Cependant, ils sont tous suffisamment globalement cohérents pour que l’aspect visuel général présenté sous la version finale puisse être considéré comme crédible.
Différentes images de M87* obtenues à partir des mêmes données. Crédits : EHT collaboration.
Sur cette image, M87* est vue selon un angle de 60° : beaucoup plus que la plupart des simulations réalisées sur lesquelles, pour mieux visualiser le phénomène de distorsion des rayons lumineux, un angle plus petit est souvent retenu (la première simulation réalisée par Jean-Pierre Luminet était basée sur un angle de 15°, tandis que celle de Kip Thorne était quasiment dans le plan du disque d’accrétion).

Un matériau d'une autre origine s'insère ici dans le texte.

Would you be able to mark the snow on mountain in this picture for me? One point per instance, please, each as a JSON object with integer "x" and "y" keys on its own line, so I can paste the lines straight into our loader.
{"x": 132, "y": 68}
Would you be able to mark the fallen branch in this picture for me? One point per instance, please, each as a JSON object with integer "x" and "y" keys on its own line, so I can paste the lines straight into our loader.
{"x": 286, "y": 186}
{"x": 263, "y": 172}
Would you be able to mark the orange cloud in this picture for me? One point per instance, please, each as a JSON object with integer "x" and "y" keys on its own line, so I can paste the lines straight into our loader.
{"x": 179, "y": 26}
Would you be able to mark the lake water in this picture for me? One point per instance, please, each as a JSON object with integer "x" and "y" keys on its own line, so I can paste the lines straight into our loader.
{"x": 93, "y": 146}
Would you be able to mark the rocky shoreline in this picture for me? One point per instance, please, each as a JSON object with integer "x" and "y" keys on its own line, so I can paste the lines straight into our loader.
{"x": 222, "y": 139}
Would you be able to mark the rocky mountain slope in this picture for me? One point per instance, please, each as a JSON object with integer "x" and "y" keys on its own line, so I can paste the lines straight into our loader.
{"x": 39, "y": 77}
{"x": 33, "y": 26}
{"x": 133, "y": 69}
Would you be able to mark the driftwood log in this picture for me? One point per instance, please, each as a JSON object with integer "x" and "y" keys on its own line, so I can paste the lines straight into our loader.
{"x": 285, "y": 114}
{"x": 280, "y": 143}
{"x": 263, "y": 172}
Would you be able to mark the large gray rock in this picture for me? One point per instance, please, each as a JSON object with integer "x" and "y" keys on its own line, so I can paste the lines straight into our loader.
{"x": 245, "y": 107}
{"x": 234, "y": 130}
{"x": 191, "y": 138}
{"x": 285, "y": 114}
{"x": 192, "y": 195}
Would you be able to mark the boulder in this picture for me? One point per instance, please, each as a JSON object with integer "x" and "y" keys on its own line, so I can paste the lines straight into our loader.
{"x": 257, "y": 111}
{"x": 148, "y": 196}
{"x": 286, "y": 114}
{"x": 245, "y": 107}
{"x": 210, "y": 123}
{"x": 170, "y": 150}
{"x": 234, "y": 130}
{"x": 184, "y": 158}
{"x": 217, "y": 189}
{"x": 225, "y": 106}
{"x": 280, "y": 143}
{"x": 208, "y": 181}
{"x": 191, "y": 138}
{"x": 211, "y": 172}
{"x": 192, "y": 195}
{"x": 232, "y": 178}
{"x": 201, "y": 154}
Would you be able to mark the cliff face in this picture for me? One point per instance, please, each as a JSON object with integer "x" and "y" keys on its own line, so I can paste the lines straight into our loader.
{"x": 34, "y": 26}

Dans le cas de M87*, le trou noir est davantage vu « de dessus » que par la tranche… Il est donc parfaitement logique que l’aspect général de l’image de M87* ne corresponde pas exactement aux simulations présentées dans la section précédente ; la différence d’angle de vue ayant de grandes répercussions dans les effets de mirage gravitationnels.
La simulation ci-contre (réalisée hors du cadre de la collaboration EHT), montre l’apparence d’un trou noir de Kerr avec un disque d’accrétion, visualisé sous un angle plus proche de celui de M87* : la ressemblance est déjà plus frappante.
Ci-contre, d’autres simulations, réalisées cette fois dans le cadre de l’EHT, qui mettent en relation différentes représentations « réalistes » de ce qu’il serait possible de visualiser avec une meilleure résolution (en haut) et les aspects visuels estimés des observations par l’EHT (en bas), intégrant les différentes limitations de résolution : la correspondance avec les images réellement obtenues est quasi-parfaite !
On voit également bien la forte asymétrie du disque d’accrétion, avec un côté plus brillant et un côté plus sombre, conforme aux prévisions de la relativité générale, à l’effet doppler et en accord avec les simulations évoquées précédemment.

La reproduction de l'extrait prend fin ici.